|
Posted by Lars Eighner on 10/17/07 19:52
In our last episode, <13hco71gbsmmb66@corp.supernews.com>, the lovely and
talented Bint broadcast on comp.lang.php:
> I have an array whose elements I'm accessing, like array[0], array[1],
> etc. However, the data is meant to be 16-bit words, not bytes. I'm
> getting byte values right now. Is there any way I can tell php that an
> array is composed of words and not bytes?
Your question appears to be nonsense. In PHP, arrays are a compound type.
The keys must be integers or strings (yours appear to be integers so far).

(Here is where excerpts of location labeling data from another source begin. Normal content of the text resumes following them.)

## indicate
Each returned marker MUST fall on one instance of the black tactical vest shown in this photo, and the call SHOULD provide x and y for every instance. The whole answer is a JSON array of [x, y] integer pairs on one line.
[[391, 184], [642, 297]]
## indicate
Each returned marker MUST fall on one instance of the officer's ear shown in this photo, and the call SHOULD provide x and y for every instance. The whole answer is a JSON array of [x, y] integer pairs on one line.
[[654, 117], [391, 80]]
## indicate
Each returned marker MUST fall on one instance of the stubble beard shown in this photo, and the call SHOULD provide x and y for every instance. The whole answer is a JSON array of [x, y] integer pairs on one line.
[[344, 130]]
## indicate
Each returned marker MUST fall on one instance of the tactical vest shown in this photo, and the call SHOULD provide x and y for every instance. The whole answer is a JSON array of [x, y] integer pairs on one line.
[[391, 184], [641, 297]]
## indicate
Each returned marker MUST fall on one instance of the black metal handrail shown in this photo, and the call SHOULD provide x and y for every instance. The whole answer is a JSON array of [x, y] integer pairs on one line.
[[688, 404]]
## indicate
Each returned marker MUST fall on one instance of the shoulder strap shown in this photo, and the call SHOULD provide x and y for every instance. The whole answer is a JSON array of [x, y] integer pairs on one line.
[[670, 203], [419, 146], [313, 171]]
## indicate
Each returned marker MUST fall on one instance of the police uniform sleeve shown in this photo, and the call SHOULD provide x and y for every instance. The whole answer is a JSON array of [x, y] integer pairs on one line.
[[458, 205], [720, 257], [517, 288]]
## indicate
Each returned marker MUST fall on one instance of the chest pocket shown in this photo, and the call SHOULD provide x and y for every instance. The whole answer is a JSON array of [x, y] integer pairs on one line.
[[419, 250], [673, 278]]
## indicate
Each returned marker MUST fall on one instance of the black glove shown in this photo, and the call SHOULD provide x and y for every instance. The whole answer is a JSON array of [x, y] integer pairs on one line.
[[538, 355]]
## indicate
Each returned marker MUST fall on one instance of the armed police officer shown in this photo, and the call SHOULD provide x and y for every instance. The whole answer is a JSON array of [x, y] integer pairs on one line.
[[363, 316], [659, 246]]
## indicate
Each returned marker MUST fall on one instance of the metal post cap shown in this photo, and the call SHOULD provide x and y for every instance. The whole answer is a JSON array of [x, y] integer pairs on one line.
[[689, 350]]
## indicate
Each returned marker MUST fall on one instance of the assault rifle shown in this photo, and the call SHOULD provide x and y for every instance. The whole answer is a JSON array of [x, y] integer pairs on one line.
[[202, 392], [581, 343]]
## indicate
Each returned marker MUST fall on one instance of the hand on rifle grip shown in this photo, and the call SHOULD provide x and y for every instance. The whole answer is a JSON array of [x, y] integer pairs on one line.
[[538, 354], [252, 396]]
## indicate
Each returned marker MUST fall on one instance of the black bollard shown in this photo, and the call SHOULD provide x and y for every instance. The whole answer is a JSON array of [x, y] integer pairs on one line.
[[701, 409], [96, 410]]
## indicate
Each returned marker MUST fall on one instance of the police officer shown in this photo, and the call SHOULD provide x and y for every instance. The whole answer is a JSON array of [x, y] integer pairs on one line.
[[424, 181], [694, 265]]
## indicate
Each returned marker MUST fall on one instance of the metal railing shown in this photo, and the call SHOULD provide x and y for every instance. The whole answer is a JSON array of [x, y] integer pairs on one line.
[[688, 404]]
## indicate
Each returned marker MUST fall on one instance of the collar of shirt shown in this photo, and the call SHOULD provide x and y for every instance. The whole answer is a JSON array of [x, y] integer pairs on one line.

Values may be any PHP type including array. The maximum size of the types
are, in general, platform dependant, but I do not know of a platform on
which PHP will compile in which you would be limited to 8 bits. If you are
getting byte values out of an array it is because someone, possibly you, put
byte values into the array. If you want 16-bit values in an array, put
16-bit values in it.
PHP is a high-level language. Ordinarily you should not know or care what
the low-level memory arrangements are. If you are trying to do something
special, you'll have to tell us what it is.
--
Lars Eighner <http://larseighner.com/> <http://myspace.com/larseighner>
Countdown: 460 days to go.
What do you do when you're debranded?